All the President’s Men (1976)
Bob Woodward (Robert Redford) and Carl Bernstein (Dustin Hoffman) work for the Washington Post. They research the 1972 burglary of the Democratic Party Headquarters at the Watergate apartment complex. The two reporters make a connection between the burglars and a White House staffer. Despite many warnings, the duo follows the money all the way to the President. As the 2016 Election has been an election of scandal with the Washington Post once again breaking the latest headlines, the American people must decide what they want in a president.
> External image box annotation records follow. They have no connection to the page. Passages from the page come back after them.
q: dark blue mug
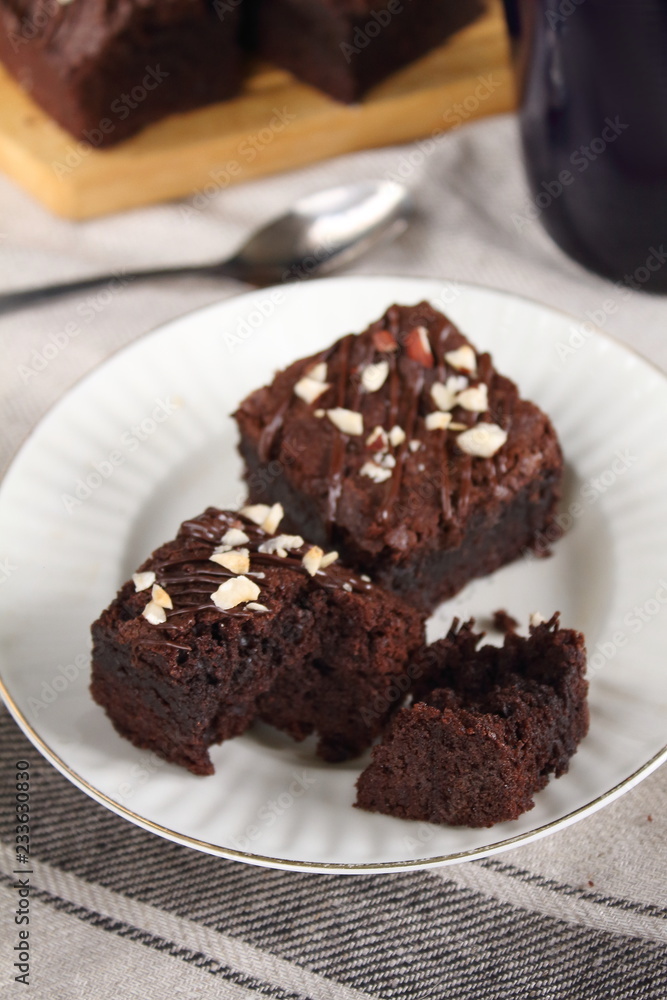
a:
[505,0,667,292]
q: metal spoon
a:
[0,181,412,312]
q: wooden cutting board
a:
[0,0,514,219]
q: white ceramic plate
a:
[0,278,667,872]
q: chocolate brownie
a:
[235,302,563,611]
[247,0,484,102]
[91,505,424,774]
[0,0,241,147]
[356,614,588,827]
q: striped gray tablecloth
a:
[0,118,667,1000]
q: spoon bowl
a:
[221,181,413,284]
[0,181,413,312]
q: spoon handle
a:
[0,263,234,313]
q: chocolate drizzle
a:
[243,303,516,538]
[132,508,371,650]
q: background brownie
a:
[235,302,563,610]
[0,0,241,147]
[356,615,588,827]
[247,0,484,102]
[91,508,424,774]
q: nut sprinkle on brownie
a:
[235,302,563,611]
[91,504,424,774]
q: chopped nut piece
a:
[361,361,389,392]
[456,382,489,413]
[327,406,364,436]
[141,601,167,625]
[239,503,271,524]
[359,462,391,483]
[445,344,477,372]
[301,545,324,576]
[262,503,285,535]
[306,361,327,382]
[405,326,433,368]
[456,423,507,458]
[294,375,330,403]
[151,583,174,610]
[424,410,452,431]
[373,330,398,354]
[211,576,259,611]
[258,535,303,559]
[209,549,250,573]
[366,426,389,451]
[220,528,250,548]
[389,424,405,448]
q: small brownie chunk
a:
[356,614,588,827]
[91,505,424,774]
[0,0,241,147]
[248,0,484,103]
[235,302,563,611]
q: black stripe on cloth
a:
[477,858,667,920]
[0,873,311,1000]
[4,712,667,1000]
[0,711,667,919]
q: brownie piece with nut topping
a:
[356,614,589,827]
[91,505,424,774]
[246,0,485,103]
[235,302,563,611]
[0,0,242,146]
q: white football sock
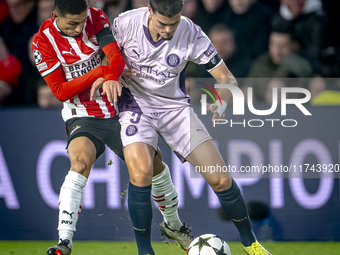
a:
[58,171,87,249]
[151,165,183,230]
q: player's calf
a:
[47,239,72,255]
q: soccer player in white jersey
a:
[32,0,193,255]
[91,0,270,255]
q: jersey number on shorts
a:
[130,112,142,124]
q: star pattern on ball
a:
[194,237,211,251]
[213,248,225,255]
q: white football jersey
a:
[112,7,222,113]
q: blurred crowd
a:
[0,0,340,108]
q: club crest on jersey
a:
[125,125,138,136]
[90,36,98,45]
[166,53,179,67]
[33,50,42,65]
[203,44,216,57]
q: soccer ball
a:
[188,234,231,255]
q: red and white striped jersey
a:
[32,7,117,121]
Political movies do not always have to revolve around adults. Alexander Payne’s look at a high school election and the consequences that occur when a teacher (Matthew Broderick) is fed up with Tracy Flick (Reese Witherspoon), who is running for student body president. Election satirizes the life of suburban high schoolers and politics and describes today’s view on politics.
Dr. Strangelove or: How I Learned to Stop Worrying and Love the Bomb (1964)
This political satire focuses on what would happen if the wrong person pushed the wrong button. Directed, produced, and co-written by Stanley Kubrick, Dr. Strangelove is a film satirizing the Cold War fears between the USSR and the USA. During this election, voters must decide who they would rather have with their finger on the nuclear button.
Advice & Consent (1962)
Based on the novel by Allen Drury, this drama depicts the debate when candidate Robert Leffingwell (Henry Fonda) is nominated as U.S. Secretary of State. As concerns are shown during the Senate investigation of Leffingwell’s qualifications, Senator Brig Anderson (Don Murray), soon finds that Leffingwell is being used for separate parties political agenda. As we saw with Obama filling a Supreme Court Justice spot, there may be controversy for the next President when filling similar spots.
All the Way (2016)
Lyndon B. Johnson (Bryan Cranston) becomes President of the United States after the assassination of John F. Kennedy. LBJ must immediately work on the passage of the Civil Rights Act as he is pressured by Martin Luther King (Anthony Mackie) and other movement leaders. However, LBJ is almost unable to pass the bill due to Southern Democrats. Meanwhile, the war in Vietnam escalates. As the 2016 Election breaks, and barriers affecting minorities become more apparent each day, Clinton and Trump must decide how to address and ultimately resolve these pressing issues.
All the King’s Men (1949)
This drama depicts the rise and fall of Southern Democrat Willie Stark (Broderick Crawford) who promises his way to power. In the beginning of his campaign he swears against the corruption in government, but towards the end of his career, he is the most corrupt politician. All the King’s Men won three Oscars for Best Motion Picture, Best Actor, and Best Supporting Actress. As we enter the 2016 Election, once elected, the next President will decide whether to run the country in a corrupt or innocent manner to accomplish their objectives.